The Rudd Government may soon need to reveal that the last government left the country in a pretty bad way. Now, which promise was ‘non-core’?…

Predictions

Banker of Last Retort

No doubt inspired by this blog last year in which I bravely predicted that there either would or wouldn’t be a recession in 2008, my charming editor and visionary publisher have asked for some more predictions for the new year.

Intrigued by a press conference in which Treasurer Swan explained that inflationary pressures might lead to inflationary pressures, I obtained a copy of his speech to the Australian Industry Group in December. On a careful reading I came to the (probably reassuring) conclusion that the Treasurer was not exploring existentialist economics but had been misquoted – albeit by himself.

If we strip the platitudes and motherhood statements we can reduce the 3500 word speech to read as follows:

  • “Inflation is a major threat to sustained Australian prosperity.” [Hooray – he gets it]
  • “The tax plan will also encourage many people… to work more hours.” [Hmm – the tax cuts stay]
  • “Our child care policies will… boost workforce participation.” [The expensive childcare program stays]
  • “We need to act on a long term plan for national infrastructure.” [Uh-oh. Infrastructure is very expensive, will further stimulate the most over-heated regional economies, and takes so long to build that the bubble will probably burst before the projects are finished]
  • “…investments in education and health… will boost productivity and participation…” [Very expensive]
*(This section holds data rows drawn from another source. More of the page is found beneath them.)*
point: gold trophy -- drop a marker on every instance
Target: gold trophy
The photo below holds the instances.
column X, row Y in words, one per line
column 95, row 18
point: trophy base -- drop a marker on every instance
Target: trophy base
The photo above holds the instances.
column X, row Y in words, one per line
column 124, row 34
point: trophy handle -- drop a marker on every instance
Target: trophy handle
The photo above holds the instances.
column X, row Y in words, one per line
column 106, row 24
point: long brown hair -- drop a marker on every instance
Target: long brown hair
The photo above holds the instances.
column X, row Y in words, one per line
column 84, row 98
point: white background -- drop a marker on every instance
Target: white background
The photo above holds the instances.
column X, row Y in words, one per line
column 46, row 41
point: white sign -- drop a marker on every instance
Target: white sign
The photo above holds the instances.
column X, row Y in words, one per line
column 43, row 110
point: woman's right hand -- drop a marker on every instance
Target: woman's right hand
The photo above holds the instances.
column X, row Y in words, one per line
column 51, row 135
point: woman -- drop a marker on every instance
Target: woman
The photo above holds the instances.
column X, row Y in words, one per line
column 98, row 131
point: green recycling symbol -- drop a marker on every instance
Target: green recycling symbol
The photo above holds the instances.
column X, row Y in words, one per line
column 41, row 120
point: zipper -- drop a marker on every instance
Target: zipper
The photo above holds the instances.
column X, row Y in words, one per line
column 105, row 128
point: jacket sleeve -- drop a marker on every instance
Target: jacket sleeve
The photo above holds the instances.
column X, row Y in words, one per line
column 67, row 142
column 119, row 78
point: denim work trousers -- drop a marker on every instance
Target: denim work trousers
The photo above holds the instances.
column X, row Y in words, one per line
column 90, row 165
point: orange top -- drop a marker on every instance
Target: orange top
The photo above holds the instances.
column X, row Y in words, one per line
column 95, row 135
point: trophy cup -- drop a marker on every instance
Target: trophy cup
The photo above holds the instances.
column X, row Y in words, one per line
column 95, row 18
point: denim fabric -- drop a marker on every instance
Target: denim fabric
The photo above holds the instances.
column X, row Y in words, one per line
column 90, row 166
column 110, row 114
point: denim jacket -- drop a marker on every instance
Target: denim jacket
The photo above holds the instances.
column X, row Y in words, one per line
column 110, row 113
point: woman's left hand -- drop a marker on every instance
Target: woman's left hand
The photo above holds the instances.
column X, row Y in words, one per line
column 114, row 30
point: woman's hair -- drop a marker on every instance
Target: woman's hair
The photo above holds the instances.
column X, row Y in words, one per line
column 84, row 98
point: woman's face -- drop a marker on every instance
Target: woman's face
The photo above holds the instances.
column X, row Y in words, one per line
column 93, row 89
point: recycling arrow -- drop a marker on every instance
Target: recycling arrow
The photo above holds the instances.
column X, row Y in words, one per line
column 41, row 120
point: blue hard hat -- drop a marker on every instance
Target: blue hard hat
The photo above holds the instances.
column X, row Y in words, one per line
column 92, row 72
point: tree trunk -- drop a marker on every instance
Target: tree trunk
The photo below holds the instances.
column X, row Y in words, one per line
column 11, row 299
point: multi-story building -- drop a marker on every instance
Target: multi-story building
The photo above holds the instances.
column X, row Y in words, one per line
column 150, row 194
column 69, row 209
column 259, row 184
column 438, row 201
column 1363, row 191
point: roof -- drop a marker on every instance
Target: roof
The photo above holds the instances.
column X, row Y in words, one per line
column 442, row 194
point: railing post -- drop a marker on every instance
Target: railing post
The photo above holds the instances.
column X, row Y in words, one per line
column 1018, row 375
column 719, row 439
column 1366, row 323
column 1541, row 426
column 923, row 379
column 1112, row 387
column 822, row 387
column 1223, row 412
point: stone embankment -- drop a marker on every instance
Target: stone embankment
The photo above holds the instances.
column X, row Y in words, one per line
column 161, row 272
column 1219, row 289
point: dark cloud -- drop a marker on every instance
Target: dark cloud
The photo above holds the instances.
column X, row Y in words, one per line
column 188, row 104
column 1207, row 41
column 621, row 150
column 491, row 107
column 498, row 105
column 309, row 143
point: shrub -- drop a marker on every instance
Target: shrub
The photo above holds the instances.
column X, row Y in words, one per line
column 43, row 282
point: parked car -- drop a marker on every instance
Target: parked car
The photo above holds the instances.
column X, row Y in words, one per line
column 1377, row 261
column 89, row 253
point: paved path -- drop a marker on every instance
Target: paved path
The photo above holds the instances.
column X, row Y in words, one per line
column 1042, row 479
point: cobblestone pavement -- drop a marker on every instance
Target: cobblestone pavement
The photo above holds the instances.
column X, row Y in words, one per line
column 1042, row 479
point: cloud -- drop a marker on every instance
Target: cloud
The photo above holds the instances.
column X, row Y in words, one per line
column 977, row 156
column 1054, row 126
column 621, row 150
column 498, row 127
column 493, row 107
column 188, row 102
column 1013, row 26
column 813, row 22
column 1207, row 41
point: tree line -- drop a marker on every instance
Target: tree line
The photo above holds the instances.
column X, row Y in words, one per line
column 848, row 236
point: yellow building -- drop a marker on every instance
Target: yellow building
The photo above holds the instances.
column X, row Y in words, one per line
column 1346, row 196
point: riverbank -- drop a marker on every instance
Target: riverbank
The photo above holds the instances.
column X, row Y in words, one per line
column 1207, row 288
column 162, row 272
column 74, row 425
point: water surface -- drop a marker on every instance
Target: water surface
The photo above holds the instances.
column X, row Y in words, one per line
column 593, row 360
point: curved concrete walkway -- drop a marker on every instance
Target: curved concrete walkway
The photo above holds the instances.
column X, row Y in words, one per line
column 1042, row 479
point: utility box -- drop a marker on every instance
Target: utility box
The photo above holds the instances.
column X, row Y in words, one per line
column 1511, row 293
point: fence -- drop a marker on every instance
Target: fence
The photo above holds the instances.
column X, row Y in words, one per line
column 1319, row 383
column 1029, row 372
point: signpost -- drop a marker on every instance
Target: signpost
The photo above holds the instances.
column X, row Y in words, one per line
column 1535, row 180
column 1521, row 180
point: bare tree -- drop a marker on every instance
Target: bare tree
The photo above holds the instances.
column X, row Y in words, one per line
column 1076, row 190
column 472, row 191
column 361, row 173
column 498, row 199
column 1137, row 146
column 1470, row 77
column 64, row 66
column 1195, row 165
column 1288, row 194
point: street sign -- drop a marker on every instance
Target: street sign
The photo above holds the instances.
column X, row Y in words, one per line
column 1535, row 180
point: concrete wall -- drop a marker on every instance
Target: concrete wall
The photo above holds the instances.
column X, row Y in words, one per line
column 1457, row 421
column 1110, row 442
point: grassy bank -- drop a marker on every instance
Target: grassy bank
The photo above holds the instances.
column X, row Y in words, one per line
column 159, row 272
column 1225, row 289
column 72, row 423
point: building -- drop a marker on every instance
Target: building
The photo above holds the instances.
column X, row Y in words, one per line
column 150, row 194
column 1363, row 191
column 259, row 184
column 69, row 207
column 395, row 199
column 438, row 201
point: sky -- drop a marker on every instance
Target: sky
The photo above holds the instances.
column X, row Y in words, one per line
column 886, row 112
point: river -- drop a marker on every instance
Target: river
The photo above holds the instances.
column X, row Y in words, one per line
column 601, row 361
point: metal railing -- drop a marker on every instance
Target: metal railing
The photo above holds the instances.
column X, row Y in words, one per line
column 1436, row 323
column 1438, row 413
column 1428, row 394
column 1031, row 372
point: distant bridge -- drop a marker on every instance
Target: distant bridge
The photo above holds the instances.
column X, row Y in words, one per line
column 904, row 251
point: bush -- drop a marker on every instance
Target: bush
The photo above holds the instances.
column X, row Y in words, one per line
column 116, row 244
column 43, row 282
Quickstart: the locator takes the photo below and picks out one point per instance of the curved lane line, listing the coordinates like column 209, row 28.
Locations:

Since then, Prime Minister Rudd announced that the Government will target wasteful expenditure. Of course this is much better than the alternative, but it is easier said than done and one hopes that that insight does not demonstrate our leader at his most visionary.

Striding purposefully to implement the new cut-wasteful-expenditure initiative, the Government announced that the DFAT budget would be reduced by $60 million. Well, $60 million is significant sum if deposited to my bank account, but it is the metaphorical change from the back of the DFAT sofa. Other department heads must be chortling that the Government took the offer seriously and are no doubt formulating offers involving paperclips, two-for-one Pizza Hut vouchers and a half packet of Juicy Fruit.

Speculating wildly, one guesses that the recent well-publicised meeting between the Reserve Bank, Prime Minister Rudd and Treasurer Swan involved Glenn Stevens explaining that the Reserve Bank truly was independent and that if the Government kept all of its increased spending and lower tax promises there would be another four or five interest rate increases – this year.

Presumably chastened by the prospect of leading a one-term government, Prime Minister Rudd has announcing that the Government has targeted spending cuts of $8 billion. Hopefully Messrs Rudd and Swan are now addressing serious questions such as:

  1. Just how big does Centrelink need to be when everyone who wants a job has one?
  2. How much immigration is necessary to ease labour shortages?
  3. Why are our health policies predicated on ensuring that GPs can always afford this year’s Mercedes?
  4. Which of our election promises are non-core?”

Questions 1 to 3 will prove politically difficult, so my next brave prediction is this: The Government will announce that after a careful review it has surprisingly discovered that the last government has actually left things in a pretty bad way, and it has no alternative but to break some of its election promises.